Most of the donors have taken broadly the same approach to handing out the lunches that Mr. Moghadam has. Some request a Facebook message or a phone call just to gauge demand; none ask any questions at all. “There is a stigma attached to free school meals,” said Simeon Brown, owner of Simplery, a bakery and coffee shop in Harehills, Leeds. “People phone because they might be embarrassed to come in and ask.”
Tony Grice, the owner of Fika, a Scandinavian-style coffee shop in Liverpool, worried about the same thing. To get around it, he sends vouchers to anyone who inquires on Facebook or over the phone. “They can come in with a screenshot or a printout and we can ask straightaway what they’d like,” he said. “The first day, Monday, we wondered if maybe people were too proud to come in, but Tuesday was different.”
That day, he and his staff served 60 free breakfasts and prepared 100 bagged lunches; by the middle of the afternoon, three-quarters of them had gone. “It’s disgusting, in 2020, that we have this level of unemployment and this many people hungry,” Mr. Grice said.
It is a feeling many of those who have joined Mr. Rashford’s campaign share. “You never think it’s happening in your community,” said Mr. Brown, the bakery owner in Leeds. “But it’s quite real, and it’s just round the corner.”

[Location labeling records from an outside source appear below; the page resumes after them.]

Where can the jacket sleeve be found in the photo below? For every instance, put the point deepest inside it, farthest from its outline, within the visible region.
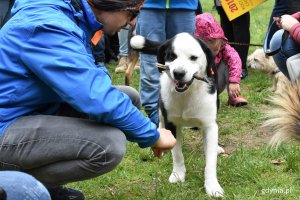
(56, 54)
(234, 62)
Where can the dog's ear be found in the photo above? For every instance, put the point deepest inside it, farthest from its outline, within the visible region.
(141, 44)
(163, 50)
(210, 57)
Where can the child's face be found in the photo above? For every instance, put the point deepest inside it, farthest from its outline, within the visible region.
(215, 45)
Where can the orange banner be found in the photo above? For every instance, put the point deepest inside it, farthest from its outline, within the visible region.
(235, 8)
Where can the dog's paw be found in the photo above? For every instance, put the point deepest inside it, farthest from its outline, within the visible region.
(177, 177)
(220, 150)
(213, 189)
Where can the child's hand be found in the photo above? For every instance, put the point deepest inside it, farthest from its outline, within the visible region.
(234, 90)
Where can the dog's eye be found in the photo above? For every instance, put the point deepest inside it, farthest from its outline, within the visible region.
(171, 56)
(193, 58)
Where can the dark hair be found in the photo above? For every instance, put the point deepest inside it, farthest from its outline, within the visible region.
(117, 5)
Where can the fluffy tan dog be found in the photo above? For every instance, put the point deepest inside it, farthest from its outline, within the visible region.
(259, 61)
(284, 120)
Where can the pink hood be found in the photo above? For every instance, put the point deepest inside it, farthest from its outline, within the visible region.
(207, 27)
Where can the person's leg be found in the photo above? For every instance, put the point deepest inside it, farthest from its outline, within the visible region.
(179, 21)
(150, 24)
(18, 185)
(58, 150)
(98, 52)
(223, 77)
(123, 41)
(241, 34)
(123, 51)
(288, 49)
(225, 24)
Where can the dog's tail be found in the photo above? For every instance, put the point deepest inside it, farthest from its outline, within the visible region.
(140, 43)
(284, 120)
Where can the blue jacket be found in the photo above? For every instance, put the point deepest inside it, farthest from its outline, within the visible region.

What Mr. Rashford seems to have done is illustrate the scale of the problem to thousands who might not have grasped it otherwise. His Twitter feed has recently been little more than a list of businesses, small and large, offering free school meals or programs to help alleviate hunger. He barely mentioned the three goals he scored for Manchester United in the Champions League last week.
He says he has no intention of giving up; and so do many of those who have joined his campaign. For all the costs involved, Mr. Grice said that he intended to make the same offer at Christmas: free breakfasts and lunches for any children who need them, no questions asked.
“We’ll do it again, absolutely,” he said. “We’ll keep on doing it until the government changes its mind.”